Полная версия:
Любовь куклы
– Нет, проще: я не понимаю, в чем дело.
– А, не понимаете… Ведь вы учили в вашей семинарии философию? Да? Вероятно, знаете, что был такой немецкий философ Фихте?
– Очень просто… О нем у нас в записках была отдельная глава, которая начиналась так: «Фихте, замкнувшись в свое „я“, разорвал всякую связь с действительностью»…
– Вот, вот… этот философ праздновал день, когда его дочь в первый раз сказала «я».
– Позвольте, при чем же тут кукла?
– А вы подождите… Когда человек родится, он не отделяет себя от остального мира. Он – весь мир… А вся остальная жизнь заключается только в том, что человек постепенно отделяет себя от мира. Смерть – это заключительное звено этого рокового процесса. Рельефнее всего первый зародыш этого процесса проявляется у ребенка в его кукле, в которой он смутно начинает чувствовать своего двойника… Это величайший момент в жизни каждого, хотя мы и не даем себе в этом отчета. Ведь все дети любят кукол. Из этих детей потом выростают и герои, и обыкновенные люди, и преступники…
– Все-таки мы понимаю…
– А почему дикарь лепит себе идола из глины, выстругивает из дерева, выдалбливает из камня, отливает из металла? Ведь это продолжение детской куклы, в которой человек ищет самого себя… Он помещает именно в ней самую лучшую часть самого себя и в ней же ищет ответа на вечные вопросы жизни. Вот и моя кукла помогла мне узнать хоть немного самого себя, оглянуться на свою безобразную жизнь, задуматься над самым главным… Ведь она говорит со мной… Вот почему она мне так и дорога. В ней мой двойник…

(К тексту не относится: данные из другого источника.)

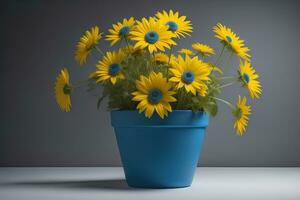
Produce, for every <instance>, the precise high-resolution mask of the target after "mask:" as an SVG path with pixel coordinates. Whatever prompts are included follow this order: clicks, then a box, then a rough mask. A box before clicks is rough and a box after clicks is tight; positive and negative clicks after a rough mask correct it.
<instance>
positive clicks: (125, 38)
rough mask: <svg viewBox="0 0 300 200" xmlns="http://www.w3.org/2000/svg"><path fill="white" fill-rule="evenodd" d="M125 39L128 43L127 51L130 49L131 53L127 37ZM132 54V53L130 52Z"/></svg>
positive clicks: (126, 44)
mask: <svg viewBox="0 0 300 200" xmlns="http://www.w3.org/2000/svg"><path fill="white" fill-rule="evenodd" d="M124 38H125V42H126V45H127V49H128V51H130V47H129V43H128V39H127V37H124ZM130 53H131V52H130Z"/></svg>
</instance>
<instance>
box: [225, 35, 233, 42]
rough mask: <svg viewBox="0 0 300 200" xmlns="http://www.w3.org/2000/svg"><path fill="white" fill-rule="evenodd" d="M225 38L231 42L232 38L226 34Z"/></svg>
mask: <svg viewBox="0 0 300 200" xmlns="http://www.w3.org/2000/svg"><path fill="white" fill-rule="evenodd" d="M226 40H227V42H229V43H230V42H232V38H231V37H229V36H228V35H227V36H226Z"/></svg>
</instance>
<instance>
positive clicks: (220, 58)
mask: <svg viewBox="0 0 300 200" xmlns="http://www.w3.org/2000/svg"><path fill="white" fill-rule="evenodd" d="M224 50H225V45H223V47H222V50H221V53H220V55H219V57H218V58H217V60H216V62H215V65H218V64H219V63H220V61H221V58H222V56H223V54H224Z"/></svg>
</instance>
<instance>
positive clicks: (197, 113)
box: [111, 110, 209, 188]
mask: <svg viewBox="0 0 300 200" xmlns="http://www.w3.org/2000/svg"><path fill="white" fill-rule="evenodd" d="M111 122H112V126H113V127H114V129H115V134H116V138H117V143H118V147H119V151H120V154H121V159H122V163H123V167H124V172H125V176H126V181H127V183H128V185H130V186H132V187H145V188H176V187H188V186H190V185H191V183H192V180H193V176H194V173H195V169H196V166H197V162H198V158H199V155H200V151H201V148H202V143H203V140H204V135H205V128H206V127H207V125H208V122H209V116H208V115H207V114H206V113H203V112H199V113H193V112H192V111H189V110H182V111H173V112H172V113H169V116H168V117H167V118H165V119H160V118H159V117H158V116H157V115H156V114H155V115H153V116H152V118H150V119H148V118H145V117H144V114H143V113H142V114H139V113H138V112H137V111H112V112H111Z"/></svg>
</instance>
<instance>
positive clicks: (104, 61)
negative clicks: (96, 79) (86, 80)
mask: <svg viewBox="0 0 300 200" xmlns="http://www.w3.org/2000/svg"><path fill="white" fill-rule="evenodd" d="M125 57H126V55H125V54H124V53H123V52H122V51H121V50H119V51H114V52H106V55H105V56H104V57H103V58H102V60H100V61H99V62H98V64H97V65H96V68H97V69H96V71H95V72H94V73H92V74H91V75H90V77H94V78H96V79H97V81H96V82H101V81H106V80H110V81H111V83H112V84H113V85H114V84H116V82H117V80H118V79H125V76H124V74H123V72H122V61H124V59H125Z"/></svg>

Брат Ираклий все ждал вопроса о краже куклы, но Половецкий ни одним словом не заикнулся об этом трагическом обстоятельстве.
– Ну, я устал… – говорил Половецкий, укладываясь снова на кровать. – До свиданья… Извините, что побезпокоил вас, брат Ираклий.

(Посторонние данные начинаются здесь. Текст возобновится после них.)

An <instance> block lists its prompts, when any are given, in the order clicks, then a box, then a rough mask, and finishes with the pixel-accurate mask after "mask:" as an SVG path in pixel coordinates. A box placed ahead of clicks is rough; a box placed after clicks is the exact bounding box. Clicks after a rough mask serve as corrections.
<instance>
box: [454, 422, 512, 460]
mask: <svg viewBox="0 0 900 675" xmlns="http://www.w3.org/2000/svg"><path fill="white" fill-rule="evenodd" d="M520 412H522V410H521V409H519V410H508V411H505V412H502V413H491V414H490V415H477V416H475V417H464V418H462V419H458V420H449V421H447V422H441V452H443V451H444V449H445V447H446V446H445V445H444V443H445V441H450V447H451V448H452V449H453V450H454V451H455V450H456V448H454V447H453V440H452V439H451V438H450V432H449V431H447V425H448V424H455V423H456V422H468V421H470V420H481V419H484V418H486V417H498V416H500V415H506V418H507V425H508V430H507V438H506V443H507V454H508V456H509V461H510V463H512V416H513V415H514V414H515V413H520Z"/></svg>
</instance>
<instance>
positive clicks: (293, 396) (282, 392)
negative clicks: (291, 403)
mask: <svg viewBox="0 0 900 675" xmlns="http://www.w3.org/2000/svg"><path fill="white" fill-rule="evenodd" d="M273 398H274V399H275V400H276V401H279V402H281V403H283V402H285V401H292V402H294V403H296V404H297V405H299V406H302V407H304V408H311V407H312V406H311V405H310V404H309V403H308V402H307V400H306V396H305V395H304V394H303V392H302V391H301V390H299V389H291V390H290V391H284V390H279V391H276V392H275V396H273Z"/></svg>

XVIОсень выдалась суше и холоднее обыкновенного, так что не было даже осеннего водополья, и между обителью и Бобыльском сообщение не прерывалось. Лист на деревьях опал, трава пожелтела, вода в озере сделалась темной. В обители веселья не полагалось вообще, но сейчас воцарилось что-то унылое и безнадежное. Братия отсиживалась по своим кельям. Приезжих было мало. Брат Ираклий чувствовал себя особенно скверно и успел перессориться со всеми, так что даже игумен счел нужным сделать ему серьезное впушение.
– Так нельзя, Ираклий… Понимаешь? Ты скоро, пожалуй, кусаться начнешь. А еще умный и начитанный человек, философию учил…
Брат Ираклий принял увещание с подобающим смирением и заперся у себя в келье. Он обложился книгами и что-то такое писал. По вечерам он уходил к Половецкому, и их беседа затягивалась за полночь. Раз вечером, когда брат Ираклий только-что собрался идти в странноприимницу, как к нему в келью вошел брат Павлин. Он был чем-то взволновав и, осторожно оглядевшись кругом, шепотом сообщил:
– Ираклий, тебя желает видеть некоторая госпожа…
– Какая-такая госпожа?
– А такая… Дух от неё такой приятный… идет, как от мощей. Сейчас только приехала из Бобыльска, и прямо спросила тебя. «Мне, грит, необходимо переговорить с братом Ираклием»… Так и сказала. Она ждет в странноприимнице…
Брат Ираклий тоже взволновался. Он наскоро переоделся, намазал редкие волосы деревянным маслом и отправился в странноприимницу. Кто была «некоторая госпожа» – он догадался сразу.
В одном из номеров женской половины странноприимницы нетерпеливо ходила высокая красивая дама вся в черном.
– Вы – брат Ираклий? – довольно строго спросила она и, подавая смятое письмо, прибавила. – Узнаете, кто это писал?
– Точно так-с… Это я писал, но писал по злобе…
– Мне это решительно все равно… Я желаю видеть мужа.
– Михайло Петрович не здоровы и не могут сейчас принять. Впрочем, я могу к ним сходить…
– Будьте любезны…
Когда брат Ираклий уходил, «госпожа» невольно подумала: «Уродится же такой идиот»…
«Вот это так кукла налетела… – думал брат Ираклий по дороге. – И дернуло меня тогда ей письмо написать про Михайла Петровича… Ох, грехи, грехи! А все виноват дурень Егорка… Ну, зачем он ей отдал мое письмо?»
Половецкий выслушал брата Ираклия совершенно спокойно и также спокойно ответил:
– Передайте m-me Половецкой, что я ее видеть не желаю… да. Она напрасно беспокоила себя, разыскивая меня. Я останусь жить в обители… Мне здесь нравится.